実はなんとそのアパート、沖積層のど真ん中だったんですねー。ごぞんじのように井の頭公園神田川の水源であり、そのアパートの付近なんてのは、かつてさぞかし深い水の底だったのだと思われます。これまた合点のいきすぎる"符号"でした。*5
みなさんの家はどちらの地層の上に作られているか、いっぺん調べてみてはどうでしょうか。沖積層の上にばかり住んでいた人もいそうですよね。きっとものすごく精神的にタフな人なんじゃないかなと推測します。

*1:約2〜200万年前に形成された地層で、構造物の基礎を支持する良好な地盤とされている。このため、建築物など大きな構造物を設置する際の支持基盤となっている。

*2:約2万年以降に形成された比較的新しい地層で、河川等により運ばれた腐植土、泥土が堆積して形成される層であり、一般に軟弱であることが多い。要するについこの前まで海や河川だった場所。
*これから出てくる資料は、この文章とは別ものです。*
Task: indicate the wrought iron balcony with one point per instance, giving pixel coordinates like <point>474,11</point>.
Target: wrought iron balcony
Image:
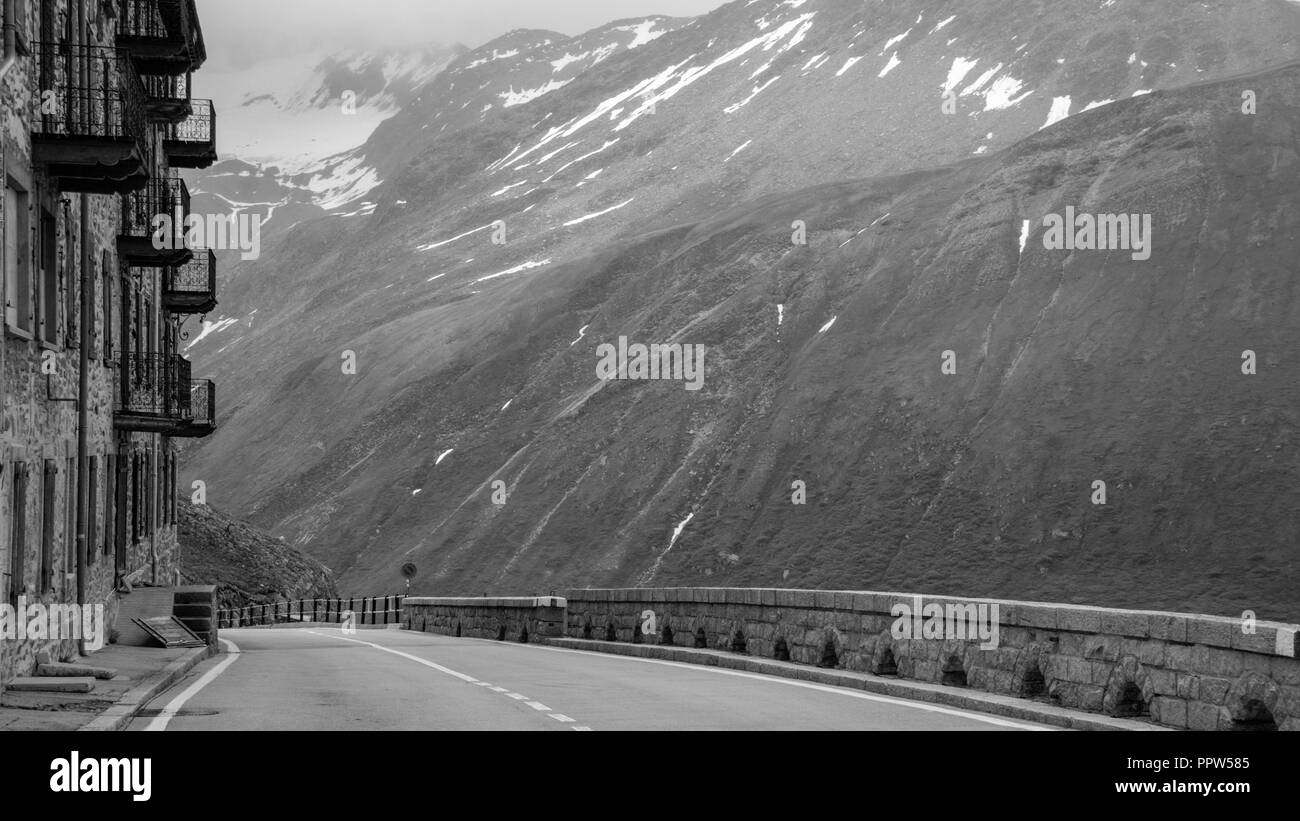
<point>193,142</point>
<point>191,287</point>
<point>90,126</point>
<point>167,98</point>
<point>154,392</point>
<point>203,412</point>
<point>164,37</point>
<point>154,224</point>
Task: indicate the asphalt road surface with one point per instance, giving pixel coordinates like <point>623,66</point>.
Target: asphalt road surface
<point>316,678</point>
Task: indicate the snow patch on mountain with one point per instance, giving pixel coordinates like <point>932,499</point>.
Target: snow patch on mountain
<point>599,213</point>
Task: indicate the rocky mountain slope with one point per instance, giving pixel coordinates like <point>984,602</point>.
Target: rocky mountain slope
<point>653,196</point>
<point>246,564</point>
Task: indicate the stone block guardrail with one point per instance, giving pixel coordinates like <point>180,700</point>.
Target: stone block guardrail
<point>1177,669</point>
<point>503,618</point>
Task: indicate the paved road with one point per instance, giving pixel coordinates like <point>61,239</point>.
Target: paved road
<point>388,680</point>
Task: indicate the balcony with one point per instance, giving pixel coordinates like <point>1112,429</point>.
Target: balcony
<point>167,99</point>
<point>163,35</point>
<point>90,125</point>
<point>191,287</point>
<point>154,224</point>
<point>154,394</point>
<point>203,412</point>
<point>193,142</point>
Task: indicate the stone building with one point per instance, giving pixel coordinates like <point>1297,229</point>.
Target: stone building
<point>95,120</point>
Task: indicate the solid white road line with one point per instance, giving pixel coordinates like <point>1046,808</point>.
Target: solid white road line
<point>173,707</point>
<point>471,680</point>
<point>853,694</point>
<point>408,656</point>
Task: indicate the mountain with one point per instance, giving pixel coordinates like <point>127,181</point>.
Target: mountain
<point>247,565</point>
<point>291,147</point>
<point>653,196</point>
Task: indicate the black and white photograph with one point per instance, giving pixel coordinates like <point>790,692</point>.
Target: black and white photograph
<point>378,372</point>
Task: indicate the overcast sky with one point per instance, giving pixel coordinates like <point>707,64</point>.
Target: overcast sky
<point>239,31</point>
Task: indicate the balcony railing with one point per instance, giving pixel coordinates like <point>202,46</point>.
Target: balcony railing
<point>191,287</point>
<point>167,98</point>
<point>203,411</point>
<point>154,392</point>
<point>154,224</point>
<point>164,37</point>
<point>90,124</point>
<point>193,142</point>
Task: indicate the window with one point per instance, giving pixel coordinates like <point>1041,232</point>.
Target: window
<point>107,287</point>
<point>72,286</point>
<point>70,520</point>
<point>48,259</point>
<point>18,533</point>
<point>92,512</point>
<point>17,261</point>
<point>48,512</point>
<point>135,499</point>
<point>120,513</point>
<point>150,492</point>
<point>109,502</point>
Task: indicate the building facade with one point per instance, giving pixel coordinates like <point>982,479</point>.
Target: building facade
<point>95,120</point>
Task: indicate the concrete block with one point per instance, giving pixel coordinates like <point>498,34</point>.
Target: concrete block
<point>1169,712</point>
<point>1125,622</point>
<point>1164,682</point>
<point>1151,652</point>
<point>35,683</point>
<point>1038,616</point>
<point>1225,663</point>
<point>1213,690</point>
<point>74,670</point>
<point>1188,659</point>
<point>1090,696</point>
<point>1079,620</point>
<point>1285,670</point>
<point>1213,633</point>
<point>1168,626</point>
<point>1201,716</point>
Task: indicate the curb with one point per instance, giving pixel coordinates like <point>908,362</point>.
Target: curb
<point>133,702</point>
<point>297,625</point>
<point>974,700</point>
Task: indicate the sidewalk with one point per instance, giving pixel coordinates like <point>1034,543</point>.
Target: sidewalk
<point>142,673</point>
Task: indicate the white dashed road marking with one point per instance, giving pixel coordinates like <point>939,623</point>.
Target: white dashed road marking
<point>468,680</point>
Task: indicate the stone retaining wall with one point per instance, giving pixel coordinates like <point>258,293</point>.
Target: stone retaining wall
<point>1178,669</point>
<point>503,618</point>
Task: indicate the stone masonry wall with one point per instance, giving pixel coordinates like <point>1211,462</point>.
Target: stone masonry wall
<point>503,618</point>
<point>35,376</point>
<point>1181,670</point>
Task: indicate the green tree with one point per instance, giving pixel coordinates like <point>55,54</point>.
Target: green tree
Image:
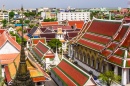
<point>11,14</point>
<point>109,77</point>
<point>4,22</point>
<point>54,43</point>
<point>27,21</point>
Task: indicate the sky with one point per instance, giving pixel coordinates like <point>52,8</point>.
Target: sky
<point>16,4</point>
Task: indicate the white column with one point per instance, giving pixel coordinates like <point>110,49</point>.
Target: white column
<point>116,70</point>
<point>124,76</point>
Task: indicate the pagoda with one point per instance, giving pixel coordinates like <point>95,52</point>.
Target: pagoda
<point>22,77</point>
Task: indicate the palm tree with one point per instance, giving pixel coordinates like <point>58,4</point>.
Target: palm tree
<point>109,77</point>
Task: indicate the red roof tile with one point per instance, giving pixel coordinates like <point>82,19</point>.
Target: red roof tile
<point>115,60</point>
<point>36,40</point>
<point>49,56</point>
<point>72,72</point>
<point>90,44</point>
<point>112,46</point>
<point>2,30</point>
<point>63,77</point>
<point>95,38</point>
<point>7,58</point>
<point>37,52</point>
<point>122,32</point>
<point>14,43</point>
<point>120,52</point>
<point>105,28</point>
<point>63,27</point>
<point>40,46</point>
<point>106,52</point>
<point>48,23</point>
<point>38,79</point>
<point>79,24</point>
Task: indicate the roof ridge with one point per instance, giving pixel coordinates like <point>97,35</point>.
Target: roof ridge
<point>12,40</point>
<point>108,20</point>
<point>76,67</point>
<point>66,76</point>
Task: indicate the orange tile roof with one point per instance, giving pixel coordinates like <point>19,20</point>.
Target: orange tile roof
<point>37,79</point>
<point>79,24</point>
<point>7,58</point>
<point>36,40</point>
<point>48,23</point>
<point>14,38</point>
<point>36,72</point>
<point>14,43</point>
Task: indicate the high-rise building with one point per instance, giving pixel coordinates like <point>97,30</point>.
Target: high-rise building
<point>22,77</point>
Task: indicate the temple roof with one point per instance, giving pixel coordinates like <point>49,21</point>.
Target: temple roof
<point>7,58</point>
<point>4,37</point>
<point>33,30</point>
<point>71,75</point>
<point>43,51</point>
<point>48,36</point>
<point>36,73</point>
<point>111,38</point>
<point>36,40</point>
<point>48,23</point>
<point>78,24</point>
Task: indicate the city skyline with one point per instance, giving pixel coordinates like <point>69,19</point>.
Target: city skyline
<point>63,4</point>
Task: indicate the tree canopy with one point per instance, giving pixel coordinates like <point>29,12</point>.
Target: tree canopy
<point>109,77</point>
<point>54,43</point>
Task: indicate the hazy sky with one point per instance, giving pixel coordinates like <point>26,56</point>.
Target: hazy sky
<point>9,4</point>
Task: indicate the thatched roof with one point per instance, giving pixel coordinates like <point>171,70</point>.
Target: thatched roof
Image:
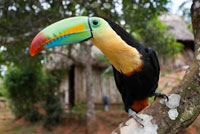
<point>179,28</point>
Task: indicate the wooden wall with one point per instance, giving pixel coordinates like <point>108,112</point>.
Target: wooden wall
<point>103,85</point>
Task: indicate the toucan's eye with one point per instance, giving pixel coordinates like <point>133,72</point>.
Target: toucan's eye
<point>95,22</point>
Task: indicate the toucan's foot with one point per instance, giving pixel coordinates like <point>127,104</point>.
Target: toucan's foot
<point>160,95</point>
<point>134,115</point>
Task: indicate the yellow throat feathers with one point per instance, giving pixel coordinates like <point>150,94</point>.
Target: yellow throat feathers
<point>124,58</point>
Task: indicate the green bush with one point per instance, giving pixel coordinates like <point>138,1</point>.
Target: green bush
<point>22,89</point>
<point>25,89</point>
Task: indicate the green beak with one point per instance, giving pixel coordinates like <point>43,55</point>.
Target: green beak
<point>67,31</point>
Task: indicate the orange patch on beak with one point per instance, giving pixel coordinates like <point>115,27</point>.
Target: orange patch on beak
<point>37,44</point>
<point>139,105</point>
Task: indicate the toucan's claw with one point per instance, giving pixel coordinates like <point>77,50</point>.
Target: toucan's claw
<point>134,115</point>
<point>160,95</point>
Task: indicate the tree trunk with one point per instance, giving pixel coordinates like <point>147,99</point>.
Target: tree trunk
<point>90,113</point>
<point>184,106</point>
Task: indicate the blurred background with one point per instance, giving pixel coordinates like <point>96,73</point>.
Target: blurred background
<point>46,94</point>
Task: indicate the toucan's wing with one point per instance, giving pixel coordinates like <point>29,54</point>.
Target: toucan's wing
<point>154,60</point>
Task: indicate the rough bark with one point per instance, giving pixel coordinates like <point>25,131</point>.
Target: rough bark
<point>157,114</point>
<point>90,112</point>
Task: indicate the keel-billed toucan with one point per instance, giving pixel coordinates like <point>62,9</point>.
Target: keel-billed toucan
<point>136,67</point>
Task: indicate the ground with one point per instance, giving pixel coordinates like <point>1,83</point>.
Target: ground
<point>107,121</point>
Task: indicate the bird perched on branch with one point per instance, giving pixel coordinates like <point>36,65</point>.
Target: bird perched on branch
<point>136,67</point>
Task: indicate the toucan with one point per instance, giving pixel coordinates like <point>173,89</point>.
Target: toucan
<point>136,67</point>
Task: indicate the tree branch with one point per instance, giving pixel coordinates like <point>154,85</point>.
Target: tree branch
<point>171,119</point>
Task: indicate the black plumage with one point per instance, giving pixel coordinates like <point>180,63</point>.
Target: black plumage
<point>141,84</point>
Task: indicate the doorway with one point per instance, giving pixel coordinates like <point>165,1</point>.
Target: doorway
<point>71,87</point>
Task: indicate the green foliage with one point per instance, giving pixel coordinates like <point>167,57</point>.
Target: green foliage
<point>156,36</point>
<point>23,92</point>
<point>28,88</point>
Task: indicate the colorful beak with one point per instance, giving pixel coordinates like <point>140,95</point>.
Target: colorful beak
<point>64,32</point>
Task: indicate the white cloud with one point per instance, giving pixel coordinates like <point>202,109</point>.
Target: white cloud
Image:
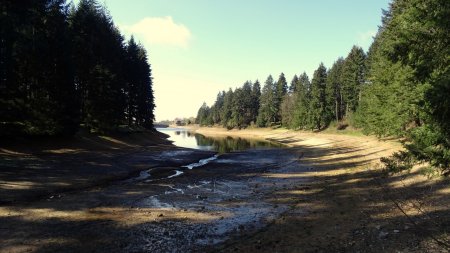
<point>160,31</point>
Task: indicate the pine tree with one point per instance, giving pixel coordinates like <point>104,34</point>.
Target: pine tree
<point>267,108</point>
<point>300,118</point>
<point>280,92</point>
<point>353,78</point>
<point>36,76</point>
<point>99,56</point>
<point>334,91</point>
<point>318,115</point>
<point>255,96</point>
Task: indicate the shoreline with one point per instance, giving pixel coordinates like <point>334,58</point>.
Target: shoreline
<point>324,193</point>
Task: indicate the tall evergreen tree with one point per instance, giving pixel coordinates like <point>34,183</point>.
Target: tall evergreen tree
<point>268,110</point>
<point>300,118</point>
<point>334,91</point>
<point>319,116</point>
<point>280,91</point>
<point>36,74</point>
<point>255,96</point>
<point>353,78</point>
<point>99,55</point>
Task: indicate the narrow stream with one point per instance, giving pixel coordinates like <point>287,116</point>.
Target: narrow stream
<point>185,138</point>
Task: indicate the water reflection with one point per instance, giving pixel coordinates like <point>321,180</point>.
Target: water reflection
<point>184,138</point>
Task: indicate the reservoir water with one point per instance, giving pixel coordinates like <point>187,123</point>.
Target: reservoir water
<point>187,139</point>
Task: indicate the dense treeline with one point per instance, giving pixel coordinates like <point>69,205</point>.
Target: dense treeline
<point>400,88</point>
<point>304,104</point>
<point>62,66</point>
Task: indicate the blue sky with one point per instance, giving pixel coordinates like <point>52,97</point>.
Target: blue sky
<point>199,47</point>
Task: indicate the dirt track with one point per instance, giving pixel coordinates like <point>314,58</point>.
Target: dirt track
<point>324,194</point>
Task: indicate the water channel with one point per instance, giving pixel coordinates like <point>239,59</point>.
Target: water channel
<point>187,139</point>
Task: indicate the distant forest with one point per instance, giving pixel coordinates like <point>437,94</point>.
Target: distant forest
<point>399,88</point>
<point>65,66</point>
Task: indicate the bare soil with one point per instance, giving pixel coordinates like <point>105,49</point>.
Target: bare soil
<point>322,193</point>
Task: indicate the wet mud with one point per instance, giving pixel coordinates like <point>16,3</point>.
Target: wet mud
<point>172,208</point>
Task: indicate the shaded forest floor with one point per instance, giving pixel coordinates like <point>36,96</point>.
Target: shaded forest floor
<point>350,205</point>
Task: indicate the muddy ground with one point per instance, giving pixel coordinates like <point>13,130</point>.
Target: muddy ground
<point>324,193</point>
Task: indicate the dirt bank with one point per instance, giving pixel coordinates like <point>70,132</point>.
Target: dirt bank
<point>323,193</point>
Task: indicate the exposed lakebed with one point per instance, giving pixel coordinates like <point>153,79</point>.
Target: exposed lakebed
<point>172,206</point>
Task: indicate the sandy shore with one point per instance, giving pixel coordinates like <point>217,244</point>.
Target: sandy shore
<point>322,193</point>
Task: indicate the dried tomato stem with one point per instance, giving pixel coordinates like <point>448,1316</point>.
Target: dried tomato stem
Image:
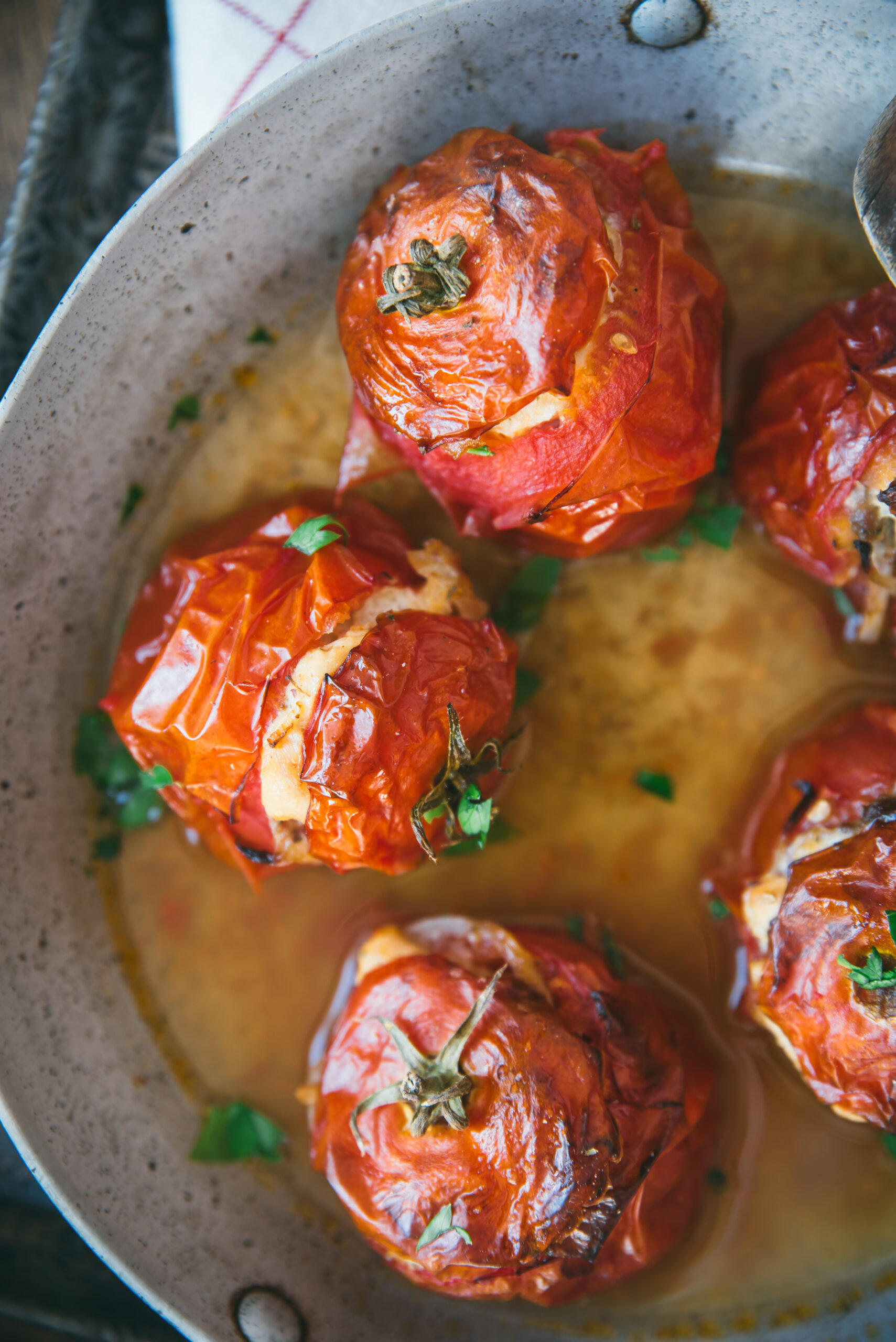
<point>454,779</point>
<point>435,1087</point>
<point>433,279</point>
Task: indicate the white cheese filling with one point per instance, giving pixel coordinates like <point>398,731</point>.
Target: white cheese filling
<point>446,591</point>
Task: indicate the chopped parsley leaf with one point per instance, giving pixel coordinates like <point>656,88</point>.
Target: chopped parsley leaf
<point>136,493</point>
<point>474,815</point>
<point>843,603</point>
<point>107,847</point>
<point>615,957</point>
<point>872,973</point>
<point>184,410</point>
<point>724,451</point>
<point>236,1133</point>
<point>527,685</point>
<point>659,784</point>
<point>663,555</point>
<point>316,535</point>
<point>439,1226</point>
<point>499,831</point>
<point>576,926</point>
<point>129,795</point>
<point>530,590</point>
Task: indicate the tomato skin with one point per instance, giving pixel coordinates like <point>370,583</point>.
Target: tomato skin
<point>616,459</point>
<point>524,214</point>
<point>834,902</point>
<point>220,626</point>
<point>379,733</point>
<point>822,415</point>
<point>572,1102</point>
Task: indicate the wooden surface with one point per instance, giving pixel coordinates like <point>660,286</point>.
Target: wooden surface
<point>26,33</point>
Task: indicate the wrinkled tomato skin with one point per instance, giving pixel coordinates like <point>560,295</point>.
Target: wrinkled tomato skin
<point>572,1102</point>
<point>822,413</point>
<point>615,462</point>
<point>522,214</point>
<point>379,733</point>
<point>835,904</point>
<point>226,616</point>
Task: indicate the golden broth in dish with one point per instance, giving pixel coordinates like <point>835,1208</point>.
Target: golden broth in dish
<point>698,669</point>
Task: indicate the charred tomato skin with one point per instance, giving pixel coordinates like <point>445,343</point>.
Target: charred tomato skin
<point>834,902</point>
<point>220,624</point>
<point>818,420</point>
<point>590,1127</point>
<point>611,458</point>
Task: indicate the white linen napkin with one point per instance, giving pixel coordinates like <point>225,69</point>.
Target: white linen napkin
<point>224,51</point>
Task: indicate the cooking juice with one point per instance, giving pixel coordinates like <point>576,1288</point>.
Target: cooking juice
<point>700,669</point>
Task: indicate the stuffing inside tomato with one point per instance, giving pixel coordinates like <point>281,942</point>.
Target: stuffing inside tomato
<point>816,459</point>
<point>305,704</point>
<point>816,904</point>
<point>506,1117</point>
<point>557,376</point>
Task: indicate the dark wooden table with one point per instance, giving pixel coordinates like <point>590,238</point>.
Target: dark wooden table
<point>51,1285</point>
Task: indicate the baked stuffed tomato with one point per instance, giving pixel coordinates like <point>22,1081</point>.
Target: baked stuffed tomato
<point>538,336</point>
<point>816,907</point>
<point>317,689</point>
<point>816,459</point>
<point>505,1117</point>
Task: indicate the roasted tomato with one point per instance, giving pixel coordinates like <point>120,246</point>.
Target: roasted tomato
<point>815,900</point>
<point>305,704</point>
<point>816,459</point>
<point>502,1116</point>
<point>546,351</point>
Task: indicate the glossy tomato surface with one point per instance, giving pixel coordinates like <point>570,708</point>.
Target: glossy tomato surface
<point>818,857</point>
<point>569,468</point>
<point>590,1118</point>
<point>818,439</point>
<point>218,630</point>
*3:ぼくにとって苦手な場所に住んでるからといって、その人のことを嫌いになったりとか、苦手になることはないです。相性は人それぞれなので、食べ物や異性の趣味と同じ問題です。しかしぼくが以前から苦手だなあと感じていた街(どことは書きませんが)はひとつ残らず<海の底=沖積層>でした。フィーリングというのは実にあなどれない。

*4:その前に住んでたところは上京して初めて住んだワンルームなので、親と決めました。

*5:ちなみに二年前、湘南への引っ越しで吉祥寺を離れる前にそこを訪ねてみましたが、アパートは取り壊され、一軒家へと変貌していました。家庭崩壊とかしてなきゃいいけど。